Elle me serra fort dans ses bras. Vous avez compris, qu'elle méprisait quelque peu les humains. Selon elle, ils étaient stupides, mais ça ne l'empêchait pas d'avoir des relations avec de beaux spécimens...

— Merci Décerto, ça me touche vraiment ce que tu me dis, d'autant plus que tu ne voulais pas trop que je pratique un sport aussi humain que la danse...

— Oui je sais mais il n'y a que les imbéciles qui ne changent pas d'avis, me répondit-elle l'air mutin. Au fait, tu reviens avec nous ou tu comptes fêter ça avec tes amis ? Elle ne put s'empêcher de grimacer.

— Non je ne reviens pas avec vous et non je ne vais pas fêter ça, mais plutôt profiter du peu de temps qu'il me reste avec mon père.

Ce dernier qui était resté en retrait, s'avança :

— Décerto, c'est toujours un plaisir de te voir ! dit-il gravement en s'inclinant.

— Mon seigneur, je suis navrée, je ne vous avais pas vu. Elle attrapa la main de Zéphyr, l'air anxieuse.

Nous n'allons pas vous embêter plus que cela, ravie de vous avoir revu. Hestia ma chérie, on se voit tout à l'heure à la maison.

Elle m'embrassa et s'en alla en tirant Zéphyr par la main. On aurait dit qu'elle avait vu un fantôme ; je dois dire que mon père était assez intimidant.

— Papa franchement, tu aurais pu être plus gentil, je sais pas moi, tu lui as fait peur.

— Ma petite déesse, j'ai beau faire des efforts, ils sont à chaque fois intimidés par le dieu des morts. Il sourit et me fit un clin d'œil complice. Viens, partons avant qu'une horde d'humains ne t'accapare pour te quémander une signature. Il soupira dépité. Vraiment je ne comprends pas cette lubie.

Je ne pus me contenir plus longtemps et éclatais de rire. C'était difficile pour lui, qui vivait la quasi-totalité de l'année sous terre, à s'adapter à l'évolution du monde humain.

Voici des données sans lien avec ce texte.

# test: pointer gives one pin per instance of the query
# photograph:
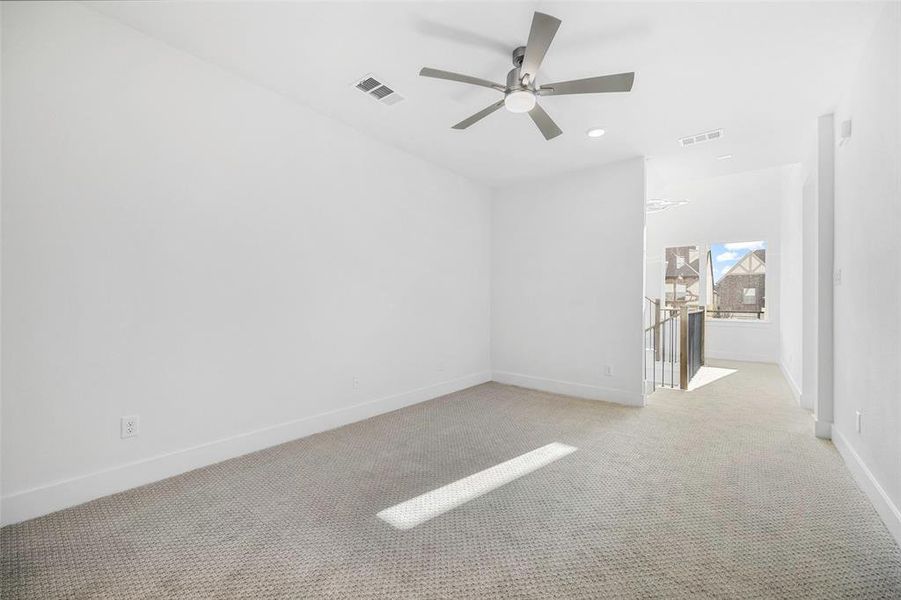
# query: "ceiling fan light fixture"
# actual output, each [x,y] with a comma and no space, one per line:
[519,101]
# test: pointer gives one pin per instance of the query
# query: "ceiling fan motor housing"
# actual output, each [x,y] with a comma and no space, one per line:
[518,55]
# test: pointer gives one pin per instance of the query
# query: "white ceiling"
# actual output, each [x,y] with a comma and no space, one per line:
[761,71]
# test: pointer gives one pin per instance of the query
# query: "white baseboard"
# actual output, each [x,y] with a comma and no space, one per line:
[822,429]
[740,356]
[890,513]
[568,388]
[796,391]
[55,496]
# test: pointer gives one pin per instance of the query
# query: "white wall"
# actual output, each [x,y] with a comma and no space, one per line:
[791,305]
[740,207]
[867,303]
[567,283]
[186,246]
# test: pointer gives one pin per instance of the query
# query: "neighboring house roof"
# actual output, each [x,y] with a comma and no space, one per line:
[752,263]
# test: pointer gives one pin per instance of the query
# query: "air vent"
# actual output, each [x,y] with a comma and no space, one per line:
[368,84]
[381,92]
[373,87]
[700,138]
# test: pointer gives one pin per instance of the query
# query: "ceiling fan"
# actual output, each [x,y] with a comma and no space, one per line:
[522,90]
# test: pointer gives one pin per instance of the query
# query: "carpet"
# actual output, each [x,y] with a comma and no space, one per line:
[722,492]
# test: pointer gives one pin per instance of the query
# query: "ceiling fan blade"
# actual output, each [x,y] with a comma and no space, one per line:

Avec l'avancement technologique qui ne faisait que croître d'année en année, il se sentait perdu à chaque fois qu'il me rendait visite. Cela m'amusait beaucoup de lui expliquer tous ces nouveaux termes, il avait de telles réactions.

— Papa, on dit un autographe, lui fis-je remarquer tout en lui posant un baiser sur la joue.

— C'est la même chose, tu griffonnes ton nom donc il s'agit d'une signature.

— Oui, papa lui dis-je en rigolant. Viens partons, je veux profiter de ta présence avant que tu ne t'en ailles. Tu vas rester hein ? demandais-je craintivement.

— Oui je reste, mon éblouissante petite danseuse.

Sur ces derniers mots pleins de tendresse, il me prit par la main, et nous nous dirigeâmes vers la sortie.